5 Good Dividend Stocks as of March 2023
Chubb Limited (CB) is a large insurance company that offers property and casualty insurance, as well as life insurance, reinsurance, and other financial services. It currently pays a dividend yield of around 1.58%, which is lower than some other dividend stocks but still above the average yield of the S&P 500.
Chubb has a long history of paying dividends, and it has increased its dividend every year for the past 28 years. The company has a strong financial position, with solid earnings and cash flow, which can help support its dividend payments.
IBM (International Business Machines Corporation) is a technology company that provides software, hardware, and consulting services to businesses and governments worldwide. IBM paid a quarterly dividend of $1.65 per share, which equates to an annual dividend yield of approximately 5.15%.
IBM has a solid history of paying and increasing dividends, having paid dividends for more than 100 years and increased its dividend for 25 consecutive years. The company has a strong financial position, with solid earnings and cash flow, which can help support its dividend payments.
Pfizer Inc. (PFE) is a large pharmaceutical company that develops, manufactures, and sells medicines and vaccines for a range of health conditions. Pfizer paid a quarterly dividend of $0.41 per share, which equates to an annual dividend yield of approximately 4.08%.
Pfizer has a strong history of paying and increasing dividends, having paid dividends for more than 100 years and increased its dividend for 11 consecutive years. The company has a solid financial position, with strong earnings and cash flow, which can help support its dividend payments.
Verizon Communications Inc. (VZ) is a large telecommunications company that provides wireless, broadband, and other communication services to consumers and businesses. Verizon paid a quarterly dividend of $0.65 per share, which equates to an annual dividend yield of approximately 6.81%.
Verizon has a strong history of paying and increasing dividends, having paid dividends for more than 30 years and increased its dividend for 14 consecutive years. The company has a solid financial position, with strong earnings and cash flow, which can help support its dividend payments.
AT&T Inc. (T) is a large telecommunications company that provides wireless, broadband, and other communication services to consumers and businesses. AT&T paid a quarterly dividend of $0.28 per share, which equates to an annual dividend yield of approximately 5.95%.
AT&T has a long history of paying and increasing dividends, having paid dividends for more than 100 years and HAD increased its dividend for 37 consecutive years. The dividend cut last year doesn’t concerm me that much, it brought he yield back in line. The company has a solid financial position, with strong earnings and cash flow, which can help support its dividend payments.
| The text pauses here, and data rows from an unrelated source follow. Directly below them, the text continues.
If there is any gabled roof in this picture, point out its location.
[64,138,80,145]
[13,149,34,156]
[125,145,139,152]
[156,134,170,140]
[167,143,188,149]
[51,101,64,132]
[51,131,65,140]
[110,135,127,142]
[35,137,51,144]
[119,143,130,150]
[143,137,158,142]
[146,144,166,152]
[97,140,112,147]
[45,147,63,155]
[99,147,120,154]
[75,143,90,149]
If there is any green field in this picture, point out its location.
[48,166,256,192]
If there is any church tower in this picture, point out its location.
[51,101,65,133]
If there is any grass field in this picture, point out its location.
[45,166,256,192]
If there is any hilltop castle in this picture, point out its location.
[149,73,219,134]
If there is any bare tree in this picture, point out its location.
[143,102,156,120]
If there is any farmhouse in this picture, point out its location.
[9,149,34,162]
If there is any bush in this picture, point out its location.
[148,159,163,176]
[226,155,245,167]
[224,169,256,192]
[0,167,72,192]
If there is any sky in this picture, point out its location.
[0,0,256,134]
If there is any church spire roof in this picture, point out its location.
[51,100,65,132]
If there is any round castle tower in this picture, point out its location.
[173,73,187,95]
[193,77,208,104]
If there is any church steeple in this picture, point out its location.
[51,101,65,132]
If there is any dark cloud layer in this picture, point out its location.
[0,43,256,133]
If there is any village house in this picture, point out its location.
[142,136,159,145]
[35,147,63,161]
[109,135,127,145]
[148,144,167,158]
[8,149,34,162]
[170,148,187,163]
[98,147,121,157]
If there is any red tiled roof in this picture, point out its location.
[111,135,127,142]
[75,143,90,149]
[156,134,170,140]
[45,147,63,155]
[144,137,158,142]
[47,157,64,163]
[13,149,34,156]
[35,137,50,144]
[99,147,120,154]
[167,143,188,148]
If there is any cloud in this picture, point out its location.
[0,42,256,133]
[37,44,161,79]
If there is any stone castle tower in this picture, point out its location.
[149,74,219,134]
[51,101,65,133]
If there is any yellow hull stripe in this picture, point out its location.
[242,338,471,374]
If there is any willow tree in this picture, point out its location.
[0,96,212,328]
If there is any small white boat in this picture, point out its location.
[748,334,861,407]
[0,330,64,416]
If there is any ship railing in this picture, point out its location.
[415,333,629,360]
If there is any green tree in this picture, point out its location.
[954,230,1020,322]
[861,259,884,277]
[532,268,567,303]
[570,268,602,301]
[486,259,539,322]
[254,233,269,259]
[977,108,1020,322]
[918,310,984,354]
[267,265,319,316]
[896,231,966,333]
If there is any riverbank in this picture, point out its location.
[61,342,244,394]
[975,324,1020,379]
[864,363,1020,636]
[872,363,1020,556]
Best way to invest in dividends, in my opinion anyway.
Dollar Cost Averaging.
Dollar cost averaging is an investment strategy where an investor invests a fixed amount of money at regular intervals (such as monthly or quarterly) into an investment, regardless of the current market conditions. The idea is that by investing a fixed amount of money on a regular basis, the investor is able to purchase more shares when prices are low and fewer shares when prices are high.
For example, if an investor invests $100 in a mutual fund every month, regardless of whether the fund’s share price goes up or down, the investor would end up buying more shares when the price is low and fewer shares when the price is high. Over time, this strategy can help to average out the investor’s cost basis and potentially lead to a better overall return.
Dollar cost averaging can be a good strategy for investors who are investing for the long term and want to avoid the risk of trying to time the market. However, it’s important to note that there is no guarantee that dollar cost averaging will result in a profit, and there are still risks associated with any investment strategy.